Condition: Bonne dans l'ensemble, les pigments blanc et rouge bien conservés, quelques traces de noir et de vert, également présece de quelques dépôts de terre. Légers maques de peinture, l'oreille droite et toutes les jambes réattachées.

TLTest: QED Laboratoire, reference QED1818/FC-0101
Le cheval est représenté en mouvement, debout sur trois longues jambes, juste avant d'aller de l'avant, en éveil, tous les muscles tendus. Ce moment suspendu, complexe et esthétique, est pour les chinois le plus intéressant, il représente l'apogée de cet art de la danse : la patte avant droite est relevée, légèrement tournée vers la droite, alors que la tête est tournée vers la gauche, la bouche ouverte et les oreilles hautes et alertes. Le corps est fort et musclé, le cou arqué met en valeur le mouvement de la tête au chamfrein racé, légèrement penchée vers l'avant.
C'est une sculpture très dynamique, réalisée avec le souci du détail. Du vrai crin de cheval était à l'origine inséré dans la rainure sur toute la longueur du cou pour représenter la crinière et dans la queue.
Le cheval est décoré d'une selle en volume, peinte en rouge. Son corps est recouvert de peinture blanche, dont il reste encore des quantités importantes.
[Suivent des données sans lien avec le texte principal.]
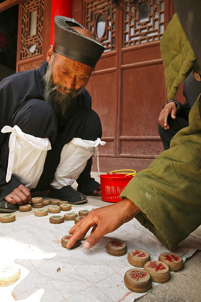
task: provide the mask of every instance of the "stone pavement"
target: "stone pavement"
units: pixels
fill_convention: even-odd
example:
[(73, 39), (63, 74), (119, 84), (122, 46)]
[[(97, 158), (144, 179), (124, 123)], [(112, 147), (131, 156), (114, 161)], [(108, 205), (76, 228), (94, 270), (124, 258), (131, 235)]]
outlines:
[[(105, 174), (105, 173), (104, 173)], [(97, 173), (92, 172), (92, 176), (99, 182)], [(76, 188), (76, 184), (73, 186)], [(44, 196), (44, 199), (50, 199)], [(103, 207), (111, 204), (103, 201), (100, 197), (88, 196), (88, 204)], [(84, 205), (87, 205), (86, 204)], [(80, 205), (74, 206), (80, 207)], [(16, 217), (33, 214), (35, 209), (29, 212), (16, 212)], [(201, 237), (201, 226), (194, 233)], [(201, 243), (200, 250), (201, 250)], [(153, 287), (151, 291), (135, 301), (139, 302), (200, 302), (201, 301), (201, 250), (197, 250), (185, 262), (180, 271), (171, 275), (167, 282)]]

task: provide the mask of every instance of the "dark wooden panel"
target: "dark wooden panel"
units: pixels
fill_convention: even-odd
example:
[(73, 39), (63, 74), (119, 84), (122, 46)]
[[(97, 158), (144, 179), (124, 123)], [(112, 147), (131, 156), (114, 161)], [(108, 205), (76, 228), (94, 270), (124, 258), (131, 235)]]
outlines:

Des pigments supplémentaires, rouge, vert et noir ont été utilisés pour souligner les détails, tels que les pupilles alertes, le tapis de selle, les narines et les sabots.
La majorité des "prancing horses" de la Dynastie Tang provient du Shangxi, dans le centre-nord de la Chine, plus précisément de la région de Fongxian. Ces chevaux présentent, comme le nôtre, un cou fort, une tête aquiline avec un chamfrein fin et un corps bien défini et arrondi. Notez que notre cheval présente une dimension plus importante que la norme, alors qu'il ne se tient pas sur une plinthe, il atteint les 60 cm de haut, alors que les plus hauts connus, se tenant tous sur des plinthes, atteignent 54 à 56 cm de haut.
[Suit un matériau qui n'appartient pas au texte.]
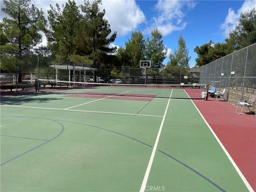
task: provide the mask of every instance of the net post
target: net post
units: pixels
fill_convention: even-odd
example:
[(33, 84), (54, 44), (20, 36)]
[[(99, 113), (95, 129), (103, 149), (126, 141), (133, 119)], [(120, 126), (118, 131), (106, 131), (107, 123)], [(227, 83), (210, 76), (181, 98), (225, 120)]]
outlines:
[(35, 86), (36, 89), (36, 92), (37, 92), (37, 79), (36, 79), (35, 81)]
[(205, 97), (205, 100), (208, 100), (208, 91), (209, 90), (209, 84), (206, 84), (206, 97)]

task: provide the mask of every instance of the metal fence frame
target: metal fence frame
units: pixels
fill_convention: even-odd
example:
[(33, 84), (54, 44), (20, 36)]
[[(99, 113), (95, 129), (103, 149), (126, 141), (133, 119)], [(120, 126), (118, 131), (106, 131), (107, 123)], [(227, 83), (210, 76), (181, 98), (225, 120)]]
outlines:
[(233, 103), (255, 94), (256, 43), (202, 66), (199, 83), (226, 89), (226, 98)]

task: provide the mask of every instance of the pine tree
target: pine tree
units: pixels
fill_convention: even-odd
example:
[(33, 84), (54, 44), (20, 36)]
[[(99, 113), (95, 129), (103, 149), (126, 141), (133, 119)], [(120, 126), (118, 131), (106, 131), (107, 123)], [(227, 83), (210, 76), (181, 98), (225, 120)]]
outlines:
[(145, 59), (146, 42), (141, 32), (133, 31), (130, 39), (125, 42), (125, 50), (130, 66), (139, 67), (140, 61)]
[(91, 4), (87, 1), (80, 7), (84, 13), (81, 31), (81, 46), (85, 47), (86, 52), (80, 49), (81, 53), (88, 54), (93, 63), (99, 67), (104, 64), (104, 57), (113, 53), (116, 47), (110, 48), (109, 45), (116, 37), (116, 32), (110, 35), (111, 30), (108, 21), (103, 19), (105, 10), (100, 11), (101, 0), (95, 0)]
[(151, 39), (147, 39), (146, 59), (151, 61), (153, 68), (162, 67), (165, 59), (166, 49), (162, 37), (161, 32), (155, 28), (151, 33)]
[(182, 35), (179, 37), (178, 48), (174, 51), (174, 54), (170, 55), (169, 64), (172, 66), (188, 67), (188, 62), (191, 57), (188, 56), (188, 49), (186, 45), (186, 42)]
[(3, 19), (1, 23), (1, 49), (17, 51), (20, 55), (29, 50), (42, 42), (39, 33), (46, 25), (43, 12), (33, 4), (30, 0), (4, 1), (5, 7), (3, 12), (9, 17)]
[(67, 59), (76, 52), (82, 15), (74, 1), (69, 0), (62, 6), (61, 11), (58, 4), (56, 9), (50, 5), (48, 11), (50, 28), (46, 36), (53, 56)]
Sous le règne de Xuanzong (712-756), une troupe spéciale de 100 chevaux était entraînée à se produire devant l'Empereur et à danser pour son plaisir et pour lui souhaiter une Longue Vie. La célébration de l'anniversaire impérial, appelée "La Fête des Mille Automnes" (qian qiu jie), comprenait des présentations militaires, des danses, de la musique, la présentation d'animaux exotiques, mais le point culminant consistait dans la performance de 100 chevaux entraînés à la danse. Selon Zhang Yuo, un érudit et haut fonctionnaire de la cour, ce spectacle, accompagné de musique et de chants était véritablement "céleste":
" les chevaux tournaient et tournoyaient comme s'ils volaient"
" Tournant ensemble, leur formation évoque des dragons et des poissons transfigurés ;
Caracolant en promenade, leur vigueur concentre toute une colonne d'oiseaux et de bêtes. (...)
Légers et légèrement, ils viennent comme des compagnons, s'envolant sur des nuages de félicité".
Si les chevaux dansants de Xuanzong sont les plus célèbres, ils n'étaient pas les premiers. Son oncle Zhongzong, qui régna brièvement (705-710) avait une troupe similaire de chevaux dansants, et cette tradition remonte, selon les écrits, à 458. Ces chevaux dansants évoquaient dans la culture chinoise les "chevaux célestes" ou "chevaux dragons", en raison de la croyance dans les pouvoirs du cheval dragon à conférer l'immortalité à son cavalier. On dit que les Chinois ont fait la découverte d'un tel cheval magique sous le règne de Xuanzong. La "Fête des Mille Automne" de Xuanzong, comme Fête Nationale fériée, a été à l'origine d'une tradition qui a duré deux siècles.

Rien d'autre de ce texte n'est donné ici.